Un pays dans l’impasse, une administration au ralenti
Le Togo depuis près d’un mois est dans l’impasse la plus totale. Les manifestations de rue avaient déjà ralenti le fonctionnement normal de l’Etat et de l’administration. La démission du Premier ministre et du gouvernement ont ajouté à cette impasse au niveau de l’administration, tout ceci aggravé par le déplacement massif des fonctionnaires, autorités et autres acteurs du secteur privé vers la région de la Kara pour la cause des luttes traditionnelles Evala. La présence à cet évènement est presque rendu obligatoire surtout que le suspens sur la formation d’un nouveau gouvernement constitue l’appât qui oblige à la politesse, au zèle et à la soumission.

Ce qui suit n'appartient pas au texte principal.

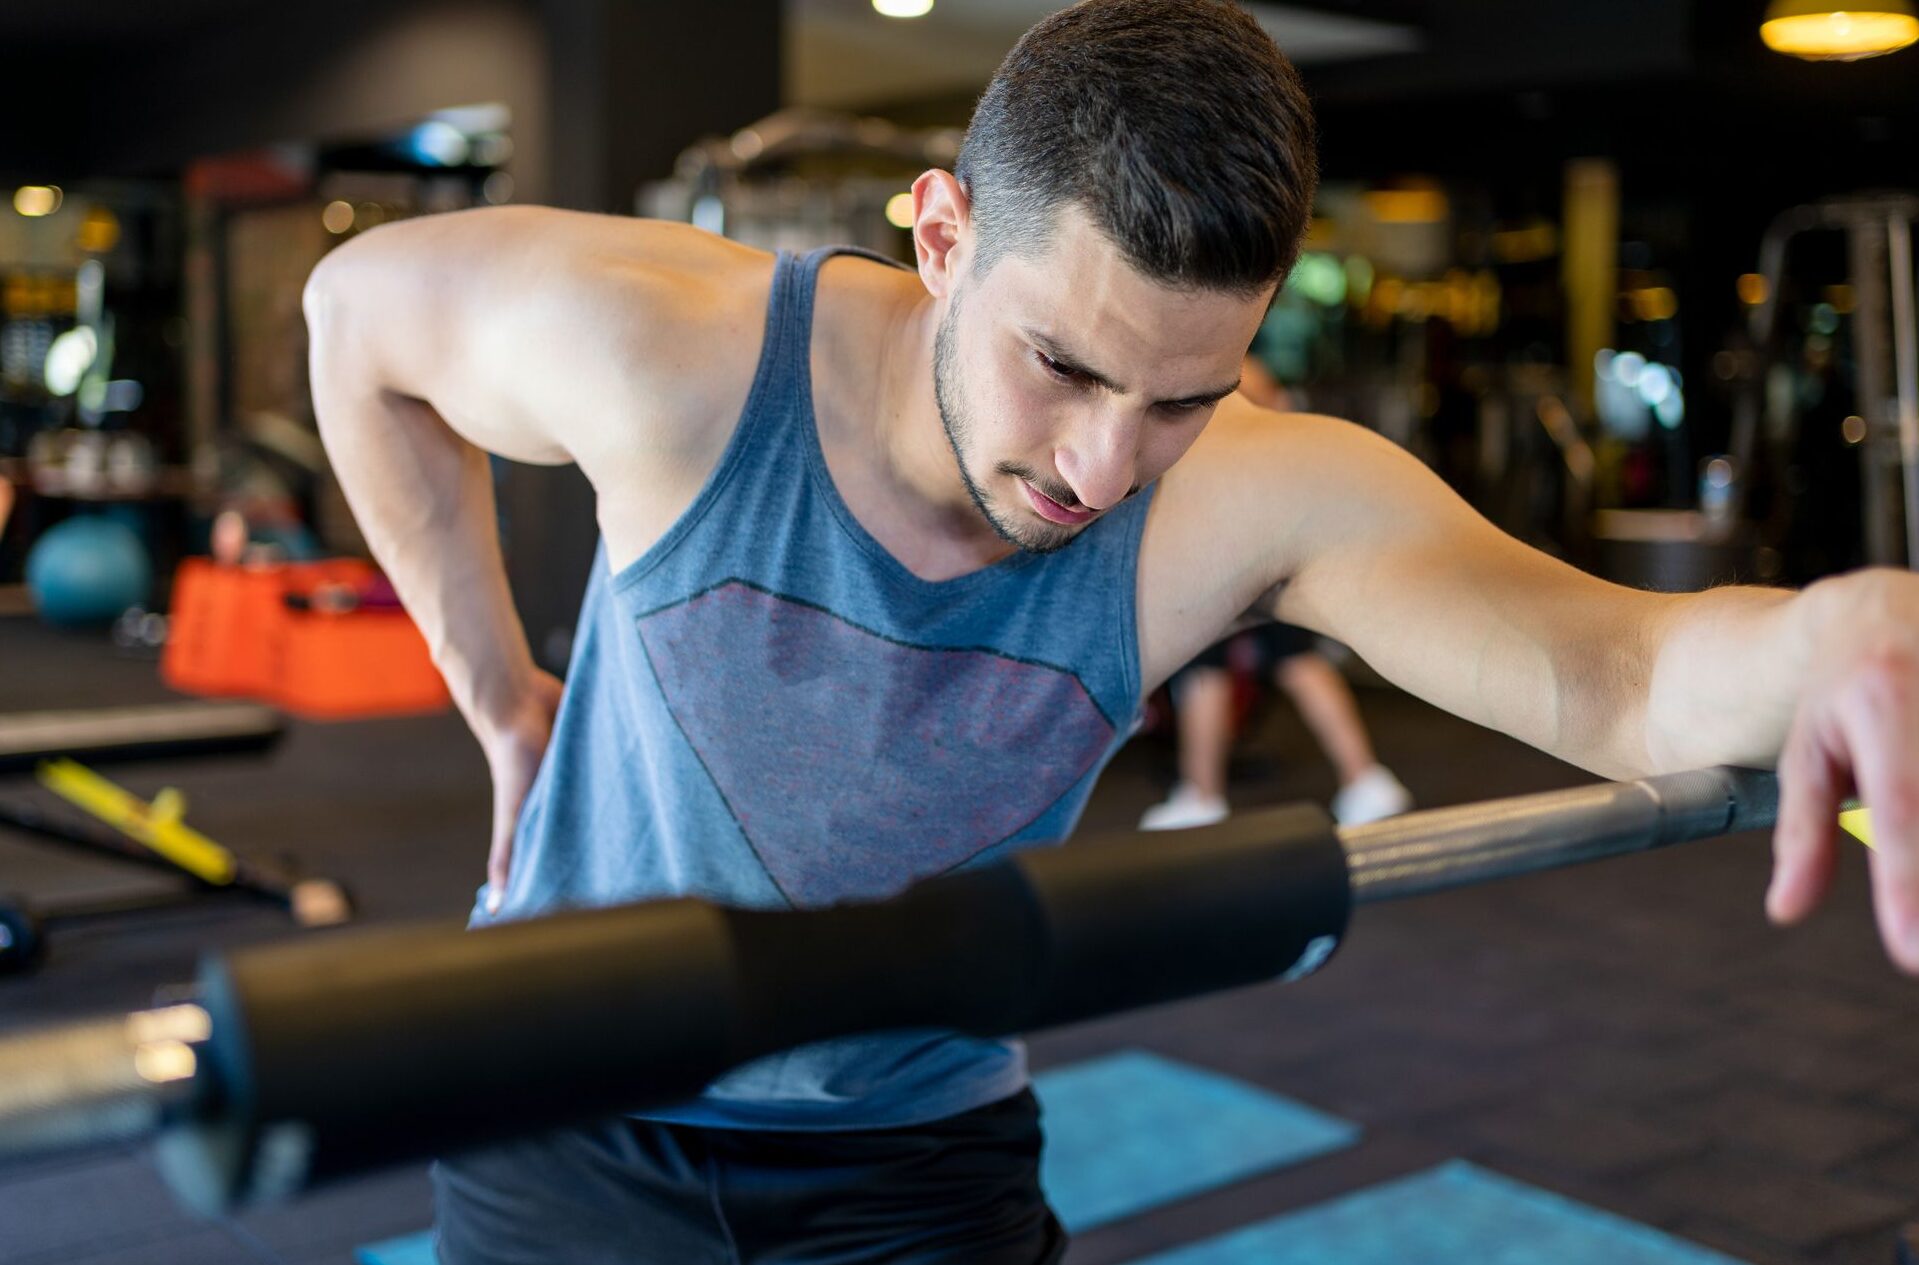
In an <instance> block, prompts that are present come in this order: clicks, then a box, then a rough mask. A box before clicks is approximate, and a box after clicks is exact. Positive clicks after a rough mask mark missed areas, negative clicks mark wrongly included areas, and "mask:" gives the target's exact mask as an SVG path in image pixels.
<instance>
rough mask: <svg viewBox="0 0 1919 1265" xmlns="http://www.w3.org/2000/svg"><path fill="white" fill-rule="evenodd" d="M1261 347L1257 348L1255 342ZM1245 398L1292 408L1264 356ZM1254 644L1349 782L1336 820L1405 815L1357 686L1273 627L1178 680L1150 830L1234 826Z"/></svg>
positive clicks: (1223, 653)
mask: <svg viewBox="0 0 1919 1265" xmlns="http://www.w3.org/2000/svg"><path fill="white" fill-rule="evenodd" d="M1255 346H1257V344H1255ZM1240 394H1242V395H1245V397H1247V399H1251V401H1253V403H1257V405H1259V407H1263V409H1276V411H1291V409H1293V399H1291V395H1290V394H1288V390H1286V388H1284V386H1282V384H1280V380H1278V378H1274V376H1272V370H1268V369H1267V367H1265V363H1263V361H1261V359H1259V357H1257V355H1247V357H1245V365H1244V369H1242V376H1240ZM1236 647H1245V649H1249V651H1251V653H1253V655H1255V656H1257V664H1255V670H1257V672H1259V674H1261V676H1263V674H1267V672H1268V670H1270V672H1272V683H1274V685H1278V687H1280V689H1282V691H1284V693H1286V697H1288V699H1291V701H1293V706H1297V708H1299V716H1301V718H1303V720H1305V722H1307V728H1309V729H1313V737H1315V739H1318V745H1320V749H1322V751H1324V752H1326V756H1328V758H1330V760H1332V764H1334V770H1336V772H1338V776H1339V793H1338V795H1334V800H1332V816H1334V818H1336V820H1338V822H1339V825H1361V823H1364V822H1378V820H1380V818H1389V816H1395V814H1401V812H1405V810H1407V808H1410V806H1412V795H1410V793H1409V791H1407V787H1405V785H1403V783H1401V781H1399V777H1395V776H1393V772H1391V770H1389V768H1386V766H1384V764H1380V760H1378V756H1376V754H1374V751H1372V737H1370V735H1368V733H1366V722H1364V720H1361V716H1359V703H1357V701H1355V699H1353V689H1351V687H1349V685H1347V683H1345V678H1343V676H1339V670H1338V668H1334V666H1332V660H1328V658H1326V656H1324V655H1322V653H1320V651H1318V641H1316V639H1315V637H1313V633H1309V632H1305V630H1301V628H1293V626H1291V624H1265V626H1261V628H1255V630H1251V632H1245V633H1240V635H1238V637H1228V639H1226V641H1220V643H1217V645H1213V647H1211V649H1207V651H1203V653H1201V655H1199V656H1197V658H1194V660H1192V662H1190V664H1186V666H1184V668H1180V672H1178V674H1176V676H1174V678H1173V681H1171V691H1173V708H1174V739H1176V743H1178V762H1180V779H1178V783H1174V787H1173V793H1171V795H1169V797H1167V799H1165V800H1163V802H1159V804H1153V806H1151V808H1148V810H1146V814H1144V816H1142V818H1140V829H1190V827H1194V825H1211V823H1215V822H1222V820H1226V816H1228V814H1230V812H1232V808H1230V804H1228V802H1226V764H1228V760H1230V756H1232V737H1234V704H1232V672H1230V666H1228V655H1230V653H1232V651H1234V649H1236Z"/></svg>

Les conséquences de cette impasse sont lourdes pour le pays. Les sociétés d’Etat ne répondent plus à la clientèle comme il faut, les dossiers pouvant permettre des opérations financières restent bloqués, véritable perte pour l’économie, et le laxisme du reste des fonctionnaires qui, dans l’atmosphère de désertion de leurs collègues, ne se concentrent plus sur le travail.
Les ministres totalement débordés.
S’il y a des gens qui doivent souffrir en ce moment précis de l’attente du nouveau gouvernement, ce sont les ministres sortants et les candidats qui se sont faits consultés. La télévision nationale a du coup vu son audience augmentée, surtout aux heures du journal télévisé. Des ministres qui ne savent pas le sort qui leur est réservé s’ennuient à longueur de journée, faute de s’occuper dans une période d’expédition des affaires courantes. Cela s’appelle jouer sur la sensibilité des personnes, de près ou de loin, qui sont concernées de gré ou de force par la formation d’un nouveau gouvernement.
Vers une nouvelle surprise désagréable
Avec l’attente sans fin du nouveau gouvernement, avec le refus des forces principales de l’opposition de participer à cette nouvelle équipe et encore avec le coup de la nomination d’Arthème Ahoomey-Zunu comme Premier Ministre, beaucoup de Togolais, mais aussi des membres du corps diplomatique ne s’attendent pas à un gouvernement assez compétitif. On pourrait dans les prochains jours voir un gouvernement composée d’une racaille de gens se prétendant proches d’une certaine opposition et de la société civile. On verra des plaisantins de la diaspora venir se donner une certaine importance, alors qu’ils ne sont même pas capables de quelque chose d’important. Il se raconte que certains barons mis dans les décombres du RPT s’échauffent pour faire leur apparition dans le nouveau gouvernement.
Des jeux et des calculs qui ne rassurent pas le chef de l’Etat qui est lui-même aux commandes de la manœuvre, mais aussi les observateurs de la scène politique togolaise. Une situation qui permet de conclure que Faure Gnassingbé est bloqué face à un accouchement difficile du gouvernement.